Actually, I would go in a different direction than most on this board would tell you. I would check out the book “A Random Walk Down Wall Street.” I don’t necessarily agree with everything the author says, but it’s funny, easy to read, and will give you a very small, extremely watered down version of some of the concepts you’ll find in the CFA exams (without all the boring details about how to calculate bond duration and convexity). If you still like it, then maybe you can look at the Level 1 material or the source material.
This is a great book! It is one of the top non-text book finance books out there. I would also include the “Intelligent Investor” by Ben Graham, but “Random Walk” by Malkiel is great. In fact, after reading it you will probably be pretty well versed in general finance theory and practice.
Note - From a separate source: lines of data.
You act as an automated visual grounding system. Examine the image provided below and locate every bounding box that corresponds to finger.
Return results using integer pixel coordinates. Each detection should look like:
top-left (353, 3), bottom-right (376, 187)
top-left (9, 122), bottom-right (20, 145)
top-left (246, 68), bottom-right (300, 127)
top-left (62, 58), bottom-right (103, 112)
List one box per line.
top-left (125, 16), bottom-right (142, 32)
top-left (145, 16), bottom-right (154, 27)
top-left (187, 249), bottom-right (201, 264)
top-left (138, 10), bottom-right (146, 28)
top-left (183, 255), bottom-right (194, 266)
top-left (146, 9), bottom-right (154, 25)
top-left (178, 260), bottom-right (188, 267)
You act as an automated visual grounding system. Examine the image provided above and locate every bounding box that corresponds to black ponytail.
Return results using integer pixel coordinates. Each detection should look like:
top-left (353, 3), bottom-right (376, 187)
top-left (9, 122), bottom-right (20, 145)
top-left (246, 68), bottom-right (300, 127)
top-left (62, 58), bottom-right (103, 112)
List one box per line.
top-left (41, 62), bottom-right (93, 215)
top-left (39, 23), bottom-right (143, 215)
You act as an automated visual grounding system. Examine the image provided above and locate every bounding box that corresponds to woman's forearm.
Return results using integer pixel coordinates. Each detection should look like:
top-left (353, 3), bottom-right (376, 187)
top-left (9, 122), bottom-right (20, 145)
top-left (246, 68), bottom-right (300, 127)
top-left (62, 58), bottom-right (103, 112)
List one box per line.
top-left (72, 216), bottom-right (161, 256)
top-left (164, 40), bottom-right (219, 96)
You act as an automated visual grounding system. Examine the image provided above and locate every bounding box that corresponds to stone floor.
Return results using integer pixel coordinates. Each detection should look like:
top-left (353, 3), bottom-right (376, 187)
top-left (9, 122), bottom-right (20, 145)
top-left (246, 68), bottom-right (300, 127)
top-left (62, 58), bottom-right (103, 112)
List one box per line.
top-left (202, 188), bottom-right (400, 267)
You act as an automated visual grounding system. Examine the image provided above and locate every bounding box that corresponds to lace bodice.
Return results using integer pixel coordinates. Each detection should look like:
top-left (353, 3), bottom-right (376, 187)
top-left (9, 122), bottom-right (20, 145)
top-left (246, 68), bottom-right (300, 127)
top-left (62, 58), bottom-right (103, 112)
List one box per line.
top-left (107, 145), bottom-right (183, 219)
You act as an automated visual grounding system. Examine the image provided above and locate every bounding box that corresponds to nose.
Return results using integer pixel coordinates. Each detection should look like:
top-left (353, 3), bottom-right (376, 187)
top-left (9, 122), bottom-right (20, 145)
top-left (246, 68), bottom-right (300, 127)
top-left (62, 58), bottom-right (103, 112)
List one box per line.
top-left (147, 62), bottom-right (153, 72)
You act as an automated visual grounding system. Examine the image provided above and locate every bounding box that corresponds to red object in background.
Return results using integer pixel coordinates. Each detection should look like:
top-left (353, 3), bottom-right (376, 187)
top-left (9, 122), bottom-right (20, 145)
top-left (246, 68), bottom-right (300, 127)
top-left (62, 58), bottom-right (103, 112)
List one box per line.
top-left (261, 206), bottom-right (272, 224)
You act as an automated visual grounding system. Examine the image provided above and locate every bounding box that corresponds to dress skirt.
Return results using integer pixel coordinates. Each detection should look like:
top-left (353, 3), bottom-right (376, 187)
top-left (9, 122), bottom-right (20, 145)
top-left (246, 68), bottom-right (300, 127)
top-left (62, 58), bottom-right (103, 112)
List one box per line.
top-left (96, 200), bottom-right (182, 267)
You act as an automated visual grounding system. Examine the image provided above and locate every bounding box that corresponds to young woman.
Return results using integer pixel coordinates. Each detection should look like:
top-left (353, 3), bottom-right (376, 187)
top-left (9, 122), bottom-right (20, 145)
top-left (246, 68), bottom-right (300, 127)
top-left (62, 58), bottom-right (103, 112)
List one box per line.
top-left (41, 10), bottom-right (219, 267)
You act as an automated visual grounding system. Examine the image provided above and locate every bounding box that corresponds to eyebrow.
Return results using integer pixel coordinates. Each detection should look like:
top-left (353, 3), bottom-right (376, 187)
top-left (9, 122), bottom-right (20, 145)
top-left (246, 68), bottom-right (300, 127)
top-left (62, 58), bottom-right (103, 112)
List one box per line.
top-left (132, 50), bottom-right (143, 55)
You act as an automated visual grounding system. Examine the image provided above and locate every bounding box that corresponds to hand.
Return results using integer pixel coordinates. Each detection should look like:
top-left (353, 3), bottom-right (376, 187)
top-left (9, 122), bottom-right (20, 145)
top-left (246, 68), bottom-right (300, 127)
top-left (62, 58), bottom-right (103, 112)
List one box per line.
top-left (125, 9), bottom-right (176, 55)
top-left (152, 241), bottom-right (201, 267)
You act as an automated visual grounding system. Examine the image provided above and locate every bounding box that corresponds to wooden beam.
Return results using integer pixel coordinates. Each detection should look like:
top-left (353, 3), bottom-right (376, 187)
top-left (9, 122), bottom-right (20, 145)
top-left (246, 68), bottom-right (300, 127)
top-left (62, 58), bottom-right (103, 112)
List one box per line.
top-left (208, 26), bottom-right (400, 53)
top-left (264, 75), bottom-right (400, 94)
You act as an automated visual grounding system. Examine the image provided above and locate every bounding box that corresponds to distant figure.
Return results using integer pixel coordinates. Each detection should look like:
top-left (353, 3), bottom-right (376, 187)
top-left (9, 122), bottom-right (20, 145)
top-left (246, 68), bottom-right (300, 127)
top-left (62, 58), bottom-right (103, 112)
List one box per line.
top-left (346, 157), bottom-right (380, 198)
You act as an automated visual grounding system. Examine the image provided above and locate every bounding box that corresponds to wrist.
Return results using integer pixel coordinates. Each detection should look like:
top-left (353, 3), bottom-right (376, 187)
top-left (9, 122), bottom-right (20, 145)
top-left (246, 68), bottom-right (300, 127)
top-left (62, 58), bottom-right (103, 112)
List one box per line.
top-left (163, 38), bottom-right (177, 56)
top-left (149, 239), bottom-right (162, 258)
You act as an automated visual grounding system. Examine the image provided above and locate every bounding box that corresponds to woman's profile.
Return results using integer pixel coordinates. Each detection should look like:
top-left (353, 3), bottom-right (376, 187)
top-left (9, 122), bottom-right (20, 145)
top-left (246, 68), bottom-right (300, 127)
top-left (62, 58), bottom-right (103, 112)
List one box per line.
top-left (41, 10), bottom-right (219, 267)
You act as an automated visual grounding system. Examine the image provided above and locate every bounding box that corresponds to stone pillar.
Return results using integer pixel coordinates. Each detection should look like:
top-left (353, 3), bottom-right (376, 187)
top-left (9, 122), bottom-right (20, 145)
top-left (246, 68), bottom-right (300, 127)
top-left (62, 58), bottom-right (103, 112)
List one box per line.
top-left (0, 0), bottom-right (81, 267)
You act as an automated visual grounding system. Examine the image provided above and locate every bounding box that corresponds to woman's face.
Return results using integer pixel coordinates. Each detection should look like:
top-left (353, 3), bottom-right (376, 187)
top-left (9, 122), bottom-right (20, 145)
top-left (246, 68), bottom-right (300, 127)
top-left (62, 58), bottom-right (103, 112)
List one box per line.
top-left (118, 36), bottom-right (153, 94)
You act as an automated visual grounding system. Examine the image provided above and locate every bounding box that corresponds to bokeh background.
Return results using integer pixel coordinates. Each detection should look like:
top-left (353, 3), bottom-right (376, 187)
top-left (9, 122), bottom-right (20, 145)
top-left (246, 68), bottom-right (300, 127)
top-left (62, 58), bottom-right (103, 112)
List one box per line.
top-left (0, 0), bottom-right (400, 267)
Thinkgs like valuation and the like are not covered, but if you believe in efficient markets, as Malkiel does, the market does that work for you.
I’m not sure you need to read a random walk down wall street, but the principle of that book is worth remembering: it’s surprisingly hard to use (non-inside) knowledge to do better than investing in a passive index fund on a risk-adjusted basis.
If you’re new to investing, the concept of risk-adjusted returns reflects the fact that higher risk assets should deliver higher-returns, and that if you want to get a higher expected return that is proportional to the risk of the market, it’s simple enough to borrow some money, invest more than 100% of your capital (your capital + borrowed money) in order to get higher returns in line with the market’s level of risk. In order to really use information to beat the market, you have to do better than a passive market portfolio that has been levered up or down to the amount of risk you took.
There are several different ways of trying to measure risk, and therefore several different ways of trying to measure risk-adjustment, but those are the issues.
The problem with machine learning is that markets seem to change a lot over time - in part due to economic conditions, and in part because the composition of investors changes over time (more algorithms, fewer people means that rules that made sense when there were individuals trading slowly with slow information dissemination may not be relevant for rules that make sense when you are competing with other machine algorithms placed less than 100 yards away from the exchange computers). Unlike a child, you cannot always ask a machine to explain what it learned, and see if it came to some conclusion like “Christmas is about the baby Santa lying under a Christmas tree in a manger with Joe Fresh and Barbie.” Perhaps you can see the rule it uses, but you can’t always pick up the logic that led them to this rule and pick it apart without being in danger of data mining (and attendant risks of overdetermination and parameter fitting).
Just some things to be aware of.
Try to go to your university and read some pieces in the Journal of Portfolio Management. Then maybe try to befriend some of the authors, particularly the practitioners. That is a help.